Серёжа родился в мае…
Инно «грят»: уж лучше бы ты и не появлялся на свет божий! Относится ли это к нему? Но разве вправе кто вообще мыслить, вопрошать такое, и тем паче прямо, однозначно ответствовать на вопросище? Тогда зачем произносят слова эти, швыряют куда ни попадя, даруют им право жить среди нас и провоцировать многих невольно вымолвить их – то ненавистно, а то и жалеючи?..
В минуту, когда вскричал плаксиво новорожденный, из материнского – во земное лоно перейдя, сотни пленных самых разных национальностей, вероисповедания, в основном, христианского, задыхаться, гибнуть в корчах-муках начали, в отвернувшуюся от них, грубо отталкивающую всех и каждого землю пальцами дрожащими с ногтями в заусеницах грязными вгрызаться стали, дабы от газа спастись мучнистотуманного, по-над человечьим пушечным мясом стелющимся едко, смертоубийственно.
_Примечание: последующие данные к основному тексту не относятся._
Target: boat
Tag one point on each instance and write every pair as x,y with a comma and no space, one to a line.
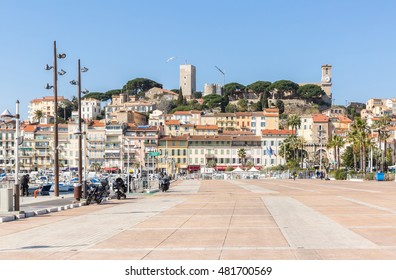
63,187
Остервенело, сатанински рвали волосы (представьте себе диавола многоглавого, мохнатого, вырывающего клочья-лохмы и расшвыривающего их, и орущего, и мечущегося загнанно…], заходились кашлем страшенным, пытались разжать, разъять невидимые железные обручи на шее, петли на горле, ползали взад-вперёд, сталкиваясь лбами, лезли друг на друга, безумно вытаращив залитые ужасом глазищи, тщетно отыскивая путь к спасению… хватали зубами сочные стебли, вдруг жевали их, выплёвывали, выблёвывали, потеряв облик людской, давились порциями отравы химической, не запрещённой ещё всякими там конвенциями – и замирали, пластались недвижно, смиренно, потрупев, а незримый и незрячий спуд тишины небовой смачно, с хрустом угадываемым вдавливал в заоблака души грешные-безгрешные из поз и неестественных и, если привычных, то восковых будто, вмурованных навек в памяти очевидцев, запечатлённых крепко-накрепко на сетчатке случайных и не случайных глаз… Прочь! Вон! Геть!.. Прочь, вон, геть из тел!! Душа должна томиться в преисподней, человек же – тля земное, вот он – мертвяком валяется. Гримаса, маска. Муравей в щетине блукает. Белая от соли роба на ветру не полощется – к потной коже прилипла… Просохнет когда, окоченеет труп…
А вот – другой человек. Человечек… Только что народился. Ему какое дело до всего ЭТОГО? Сморщенному, с перерезанной пуповиной, красному, в волосиках, тельцу, на чёрный светушко вылупившемуся, на чёрный свет да на суд божий-людской, который один и есмь. Ему, ничего пока не разумеющему, не подозревающему… И что ему дезертирства, мордобои, воззвания и листовки, знамёна, изрешечённые пулями-осколками и подвиги, и облыжные поцелуи иуд, объятия сердечные, сермяжная правда кобзарей, калик перехожих, юродивых?? Что?! Не знает-не ведает ни о чём он – он, в дом наш сумасшедший входящий, где «канареечка жалобно поёт»!